Contrary to the trajectory of government policy, there is no clear consensus on the education needs of the economy. The evidence and forecasting is becoming increasingly contested, and this was further underlined by findings of the IFS report. Yet every government higher education proposal of recent times has been based on an underlying assumption that more and better education will create a high-skills, high-tech and high-wage economy, and the sector has been largely happy to align with this school of thought.
If predictions of mass automation and job insecurity are correct, the challenges for the university sector seeking to justify its place in the public sphere will be immense. We need to start thinking now about how higher education might adapt to these particular economic challenges, and rest not quite so easily on our usual assumptions about how HE will meet market needs.
But what if we are relying on an outdated definition of what constitutes a graduate job?
Where is the evidence that there is not a skills gap, and whether it is a gap in the preparedness of graduates or in the capacity of industry to leverage their skills?
If the challenges of automation are real, the question is not whether we will need so much HE, but more about the qualitative nature of value and outcomes that HE will be expected to produce and demonstrate by policymakers.
Hi Dan. Don’t get me wrong, I’m not saying ‘cut back’, rather, how HE positions itself and the ‘value’ it delivers will need to be reconsidered (which is why I’ve so enjoyed reading the consultation released today).
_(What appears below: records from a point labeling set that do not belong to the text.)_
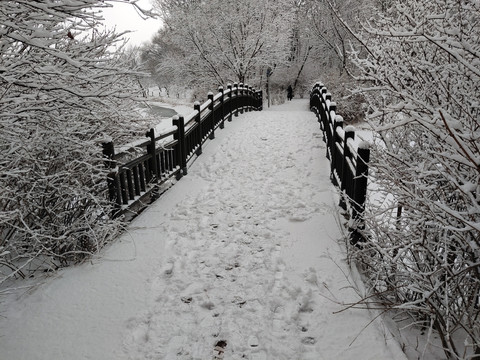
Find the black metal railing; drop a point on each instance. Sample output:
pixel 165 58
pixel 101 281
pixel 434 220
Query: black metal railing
pixel 140 169
pixel 348 162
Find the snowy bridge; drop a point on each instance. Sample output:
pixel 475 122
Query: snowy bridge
pixel 242 259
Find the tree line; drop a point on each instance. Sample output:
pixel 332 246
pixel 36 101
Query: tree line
pixel 409 69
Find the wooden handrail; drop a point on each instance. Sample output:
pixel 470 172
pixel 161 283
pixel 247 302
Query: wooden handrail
pixel 142 168
pixel 349 165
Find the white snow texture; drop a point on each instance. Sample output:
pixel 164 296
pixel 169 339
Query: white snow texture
pixel 242 259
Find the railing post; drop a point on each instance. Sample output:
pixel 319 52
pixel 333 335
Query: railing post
pixel 112 183
pixel 222 110
pixel 153 156
pixel 329 108
pixel 237 99
pixel 242 97
pixel 229 87
pixel 338 122
pixel 179 122
pixel 360 192
pixel 346 176
pixel 212 116
pixel 198 120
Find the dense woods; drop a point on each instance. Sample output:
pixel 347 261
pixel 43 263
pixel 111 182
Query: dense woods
pixel 410 69
pixel 65 89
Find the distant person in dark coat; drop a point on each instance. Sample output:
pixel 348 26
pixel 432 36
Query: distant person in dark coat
pixel 289 92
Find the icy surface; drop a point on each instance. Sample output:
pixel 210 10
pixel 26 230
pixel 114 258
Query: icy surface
pixel 241 259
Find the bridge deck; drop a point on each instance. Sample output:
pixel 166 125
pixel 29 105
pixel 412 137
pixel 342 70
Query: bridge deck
pixel 241 259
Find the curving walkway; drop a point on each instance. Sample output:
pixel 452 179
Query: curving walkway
pixel 241 259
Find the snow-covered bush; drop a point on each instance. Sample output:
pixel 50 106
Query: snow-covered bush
pixel 423 62
pixel 63 92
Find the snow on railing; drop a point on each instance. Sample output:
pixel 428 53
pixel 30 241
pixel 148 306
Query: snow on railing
pixel 348 162
pixel 141 169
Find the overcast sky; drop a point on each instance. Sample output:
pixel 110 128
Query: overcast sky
pixel 124 17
On the evidence re. skills gap, I’d recommend the links provided in the article; particularly the SMF study, the ONS statistics, and the persuasive argument made in ‘The Global Auction’ by Brown, Lauder and Ashton. I also think Alison Wolf’s book, though 13 years old, has aged well.
I’m sceptical of perception surveys complaining about graduates’ work readiness because taking it at face value fails to recognise that there are competing interests at play: a good labour market for employers is not necessarily a good one for employees (and by extension the institutions that train/educate them). Professor Tim Oates made a good comment about this at a conference I attended last year: “pay attention not to what employers say, but what they pay for”.
David,
There is much to like about the piece you have written but I think some of the comment needs putting into context. I agree with the broad argument that it’s not clear that, in the round, there is a great deal fundamentally wrong with UK graduates as a group that the sector could or should be judged on. I take issue with some of the assertions you make, however.
We do need to be really clear about what we mean by ‘skills gap’ – which is something a lot of commentators, and even literature, has not always been. What is a skills gap? What does it look like? What effect does it have? What can be done about it? Is it a useful concept that we can work with?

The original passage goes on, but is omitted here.